Droit carcéral et gestion des peines

Par Philippe Bensimon, Mélanie Martel et Bianka Savard
Montréal : Éditions Wilson & Lafleur Ltée. 2022. 402 p.

Comme son titre l’indique, Droit carcéral et gestion des peines, traite de la gestion des peines et n’aborde pas directement les droits des détenu-e-s relativement à leurs conditions de détention, par exemple, le droit à la santé.

En effet, il traite du parcours du condamné dans un système correctionnel. Ainsi, il est question du classement sécuritaire, du fonctionnement du tribunal disciplinaire, des possibilités de sortie, de quel type de libération conditionnelle peut-être envisagée, de transfert d’une institution à une autre. Ce livre doit être abordé dans une perspective judique puisqu’il s’adresse principalement à des avocats qui veulent intervenir dans des questions relatives à la gestion de la peine d’incarcération des personnes détenues.

Une particularité de ce livre qui mérite d’être soulignée, c’est son intérêt pour les prisons provinciales du Québec. Depuis la parution Les prisons de par ici[1], en 1976, et Les droits des personnes incarcérées[2], en 2002, elles n’ont pas suscité l’intérêt dont elles auraient dû faire l’objet. Voilà une lacune partiellement comblée.

Le défi est de présenter les lois, la réglementation et leur incidence sur le parcours d’un détenu au travers d’un système correctionnel accompagné d’un exposé critique de certains faits le caractérisant. Constatons dès le départ que celui-ci est assurément relevé.

Le volume se divise en trois parties :

  1. Le monde à l’intérieur des murs (p. 3-98)
  2. Incarcération et évaluation sous juridiction provinciale (p. 99-179)
  3. Incarcération et évaluation sous juridiction fédérale (p. 181-366)

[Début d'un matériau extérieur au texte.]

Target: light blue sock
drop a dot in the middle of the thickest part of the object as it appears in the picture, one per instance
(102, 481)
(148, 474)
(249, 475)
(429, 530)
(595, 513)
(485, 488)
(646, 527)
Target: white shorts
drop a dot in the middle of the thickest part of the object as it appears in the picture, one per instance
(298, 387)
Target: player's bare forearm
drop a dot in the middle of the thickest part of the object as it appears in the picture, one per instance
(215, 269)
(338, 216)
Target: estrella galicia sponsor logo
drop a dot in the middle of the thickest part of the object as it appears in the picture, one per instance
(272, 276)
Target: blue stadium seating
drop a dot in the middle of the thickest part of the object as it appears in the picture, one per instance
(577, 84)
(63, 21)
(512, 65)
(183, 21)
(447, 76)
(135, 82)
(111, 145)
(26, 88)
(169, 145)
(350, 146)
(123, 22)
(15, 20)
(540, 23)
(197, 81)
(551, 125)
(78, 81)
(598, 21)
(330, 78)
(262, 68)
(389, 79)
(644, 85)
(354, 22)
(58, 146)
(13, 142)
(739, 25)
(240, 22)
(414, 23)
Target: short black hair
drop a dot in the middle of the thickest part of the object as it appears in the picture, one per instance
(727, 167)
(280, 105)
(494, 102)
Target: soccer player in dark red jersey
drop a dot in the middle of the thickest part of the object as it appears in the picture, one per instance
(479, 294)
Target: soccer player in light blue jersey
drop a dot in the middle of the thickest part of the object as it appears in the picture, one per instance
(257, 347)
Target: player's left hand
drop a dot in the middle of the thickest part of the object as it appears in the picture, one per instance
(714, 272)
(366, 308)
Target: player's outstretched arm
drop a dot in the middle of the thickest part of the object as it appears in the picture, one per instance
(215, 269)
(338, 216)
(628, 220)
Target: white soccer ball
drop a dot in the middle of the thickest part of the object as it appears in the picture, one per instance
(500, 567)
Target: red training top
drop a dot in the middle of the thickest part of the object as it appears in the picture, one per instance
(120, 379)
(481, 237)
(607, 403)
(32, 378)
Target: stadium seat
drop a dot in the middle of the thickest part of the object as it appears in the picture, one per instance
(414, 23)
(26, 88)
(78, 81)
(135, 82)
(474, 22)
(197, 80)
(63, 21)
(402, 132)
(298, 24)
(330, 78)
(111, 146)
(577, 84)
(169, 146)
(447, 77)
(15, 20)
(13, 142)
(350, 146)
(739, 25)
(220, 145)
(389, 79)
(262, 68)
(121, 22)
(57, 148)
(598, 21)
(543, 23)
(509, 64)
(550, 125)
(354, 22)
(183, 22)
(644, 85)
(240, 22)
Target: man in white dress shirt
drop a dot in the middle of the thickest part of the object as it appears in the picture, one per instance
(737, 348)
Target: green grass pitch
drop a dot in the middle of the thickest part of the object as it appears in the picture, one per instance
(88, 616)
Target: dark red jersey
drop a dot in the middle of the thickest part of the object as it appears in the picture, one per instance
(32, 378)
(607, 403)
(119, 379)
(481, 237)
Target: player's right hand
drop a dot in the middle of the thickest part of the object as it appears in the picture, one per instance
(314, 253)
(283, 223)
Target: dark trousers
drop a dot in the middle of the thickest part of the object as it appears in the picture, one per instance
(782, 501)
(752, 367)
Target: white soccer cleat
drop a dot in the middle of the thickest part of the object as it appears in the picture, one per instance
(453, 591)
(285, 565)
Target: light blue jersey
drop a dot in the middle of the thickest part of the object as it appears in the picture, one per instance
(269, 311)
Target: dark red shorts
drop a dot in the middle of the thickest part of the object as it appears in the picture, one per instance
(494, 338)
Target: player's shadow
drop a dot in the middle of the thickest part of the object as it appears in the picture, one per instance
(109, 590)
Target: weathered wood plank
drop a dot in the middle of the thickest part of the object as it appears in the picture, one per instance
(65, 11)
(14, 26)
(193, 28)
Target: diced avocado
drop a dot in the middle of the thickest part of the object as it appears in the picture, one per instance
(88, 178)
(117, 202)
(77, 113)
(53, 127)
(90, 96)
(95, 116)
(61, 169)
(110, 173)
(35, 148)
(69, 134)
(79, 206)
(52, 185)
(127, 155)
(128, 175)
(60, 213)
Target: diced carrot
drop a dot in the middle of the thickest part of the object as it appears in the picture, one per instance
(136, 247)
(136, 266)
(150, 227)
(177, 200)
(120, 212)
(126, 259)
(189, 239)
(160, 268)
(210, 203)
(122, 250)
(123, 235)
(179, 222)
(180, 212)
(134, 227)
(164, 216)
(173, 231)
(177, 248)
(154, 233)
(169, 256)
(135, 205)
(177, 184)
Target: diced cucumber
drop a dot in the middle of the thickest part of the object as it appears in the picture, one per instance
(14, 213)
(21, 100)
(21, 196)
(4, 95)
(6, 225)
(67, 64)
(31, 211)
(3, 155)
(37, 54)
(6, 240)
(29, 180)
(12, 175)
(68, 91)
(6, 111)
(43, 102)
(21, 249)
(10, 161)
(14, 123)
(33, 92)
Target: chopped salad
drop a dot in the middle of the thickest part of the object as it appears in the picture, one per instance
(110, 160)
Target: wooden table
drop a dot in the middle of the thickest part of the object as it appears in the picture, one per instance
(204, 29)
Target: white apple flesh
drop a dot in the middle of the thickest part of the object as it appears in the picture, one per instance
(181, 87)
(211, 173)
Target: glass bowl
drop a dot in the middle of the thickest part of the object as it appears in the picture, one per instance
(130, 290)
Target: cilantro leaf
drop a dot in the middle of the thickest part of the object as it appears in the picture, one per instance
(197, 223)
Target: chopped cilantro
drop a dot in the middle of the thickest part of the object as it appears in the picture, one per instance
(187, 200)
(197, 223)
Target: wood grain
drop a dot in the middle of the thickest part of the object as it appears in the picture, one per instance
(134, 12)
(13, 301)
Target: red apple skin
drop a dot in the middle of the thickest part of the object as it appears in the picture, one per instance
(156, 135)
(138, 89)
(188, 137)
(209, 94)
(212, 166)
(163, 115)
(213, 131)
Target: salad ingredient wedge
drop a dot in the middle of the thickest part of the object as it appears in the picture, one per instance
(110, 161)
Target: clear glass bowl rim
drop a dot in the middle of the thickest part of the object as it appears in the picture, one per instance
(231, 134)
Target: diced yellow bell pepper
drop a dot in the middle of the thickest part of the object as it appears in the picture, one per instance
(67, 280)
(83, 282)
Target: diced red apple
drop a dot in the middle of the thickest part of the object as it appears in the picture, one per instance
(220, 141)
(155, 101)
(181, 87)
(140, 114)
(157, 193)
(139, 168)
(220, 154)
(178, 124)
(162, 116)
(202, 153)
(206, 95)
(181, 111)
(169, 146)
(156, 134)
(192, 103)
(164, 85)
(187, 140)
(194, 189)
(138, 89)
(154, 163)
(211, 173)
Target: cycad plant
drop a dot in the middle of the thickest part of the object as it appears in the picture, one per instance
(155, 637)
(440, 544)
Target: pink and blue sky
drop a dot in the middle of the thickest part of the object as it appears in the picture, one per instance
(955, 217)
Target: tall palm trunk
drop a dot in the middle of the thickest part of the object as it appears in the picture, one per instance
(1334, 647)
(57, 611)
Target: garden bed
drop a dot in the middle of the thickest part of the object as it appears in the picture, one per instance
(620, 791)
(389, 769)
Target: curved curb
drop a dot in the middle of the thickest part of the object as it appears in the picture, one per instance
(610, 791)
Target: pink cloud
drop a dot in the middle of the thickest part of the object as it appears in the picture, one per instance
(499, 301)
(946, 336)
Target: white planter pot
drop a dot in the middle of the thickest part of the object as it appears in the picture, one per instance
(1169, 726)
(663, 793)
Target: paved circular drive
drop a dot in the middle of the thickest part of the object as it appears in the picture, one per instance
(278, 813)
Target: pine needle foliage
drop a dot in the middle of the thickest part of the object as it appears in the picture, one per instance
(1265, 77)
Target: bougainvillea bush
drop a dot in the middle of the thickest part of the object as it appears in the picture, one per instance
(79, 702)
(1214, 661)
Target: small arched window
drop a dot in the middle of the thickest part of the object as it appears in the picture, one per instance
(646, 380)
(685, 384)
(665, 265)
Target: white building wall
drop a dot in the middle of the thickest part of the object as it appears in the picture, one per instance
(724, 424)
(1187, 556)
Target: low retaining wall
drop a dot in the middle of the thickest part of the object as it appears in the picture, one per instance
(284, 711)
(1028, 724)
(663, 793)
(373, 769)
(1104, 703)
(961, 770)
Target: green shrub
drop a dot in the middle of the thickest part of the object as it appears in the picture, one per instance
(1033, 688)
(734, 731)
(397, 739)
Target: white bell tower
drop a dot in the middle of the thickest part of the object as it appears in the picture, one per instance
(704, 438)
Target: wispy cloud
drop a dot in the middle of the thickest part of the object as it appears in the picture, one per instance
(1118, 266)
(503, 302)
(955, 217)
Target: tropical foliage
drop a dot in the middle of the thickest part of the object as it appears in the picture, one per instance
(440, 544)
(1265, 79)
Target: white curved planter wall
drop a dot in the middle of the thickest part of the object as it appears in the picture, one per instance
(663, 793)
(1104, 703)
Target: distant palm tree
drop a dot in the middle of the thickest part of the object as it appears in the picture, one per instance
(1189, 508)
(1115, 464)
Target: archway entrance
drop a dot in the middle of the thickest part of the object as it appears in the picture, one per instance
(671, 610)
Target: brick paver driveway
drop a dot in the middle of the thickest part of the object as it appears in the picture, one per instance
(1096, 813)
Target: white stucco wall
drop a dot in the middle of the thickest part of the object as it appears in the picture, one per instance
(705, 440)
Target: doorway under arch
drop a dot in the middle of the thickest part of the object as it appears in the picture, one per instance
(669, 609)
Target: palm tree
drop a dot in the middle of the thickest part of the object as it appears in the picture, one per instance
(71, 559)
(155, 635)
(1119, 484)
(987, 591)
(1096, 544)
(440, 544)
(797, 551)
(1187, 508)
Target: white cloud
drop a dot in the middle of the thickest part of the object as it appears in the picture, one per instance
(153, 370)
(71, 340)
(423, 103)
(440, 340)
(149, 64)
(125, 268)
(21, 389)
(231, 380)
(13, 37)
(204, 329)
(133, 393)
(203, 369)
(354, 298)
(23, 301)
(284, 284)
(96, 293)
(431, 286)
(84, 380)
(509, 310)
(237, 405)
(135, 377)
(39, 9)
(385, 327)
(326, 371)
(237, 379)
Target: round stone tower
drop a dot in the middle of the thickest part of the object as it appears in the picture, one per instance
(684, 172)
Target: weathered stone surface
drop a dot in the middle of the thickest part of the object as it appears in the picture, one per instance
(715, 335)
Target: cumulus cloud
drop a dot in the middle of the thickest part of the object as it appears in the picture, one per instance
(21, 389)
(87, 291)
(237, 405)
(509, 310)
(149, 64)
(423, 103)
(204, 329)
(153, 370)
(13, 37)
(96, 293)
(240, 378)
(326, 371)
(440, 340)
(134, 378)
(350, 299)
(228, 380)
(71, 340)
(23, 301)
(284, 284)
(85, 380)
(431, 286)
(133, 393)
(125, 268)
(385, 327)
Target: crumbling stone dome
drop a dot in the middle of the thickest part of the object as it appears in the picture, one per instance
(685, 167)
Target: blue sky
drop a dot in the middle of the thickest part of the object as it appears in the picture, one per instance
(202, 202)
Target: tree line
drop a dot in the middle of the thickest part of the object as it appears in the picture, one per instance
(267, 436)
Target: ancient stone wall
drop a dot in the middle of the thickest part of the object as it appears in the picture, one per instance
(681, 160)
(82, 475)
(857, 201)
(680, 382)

D’un point de vue criminologique, la première partie est sans conteste la plus intéressante, parce que la plus descriptive du milieu carcéral. Elle met en lumière des faits souvent peu connus qui peuvent certainement déstabiliser le lecteur et possiblement des avocats carcéralistes qui débutent dans cette spécialité.

Évidemment, les auteur-e-s soulèvent des questions inédites au regard des droits individuels tels celles concernant le traitement des personnes dont l’identité sexuelle ou l’identité de genre ne s’inscrit pas dans les catégories binaires traditionnelles appliquées aveuglément par des instances plutôt conservatrices.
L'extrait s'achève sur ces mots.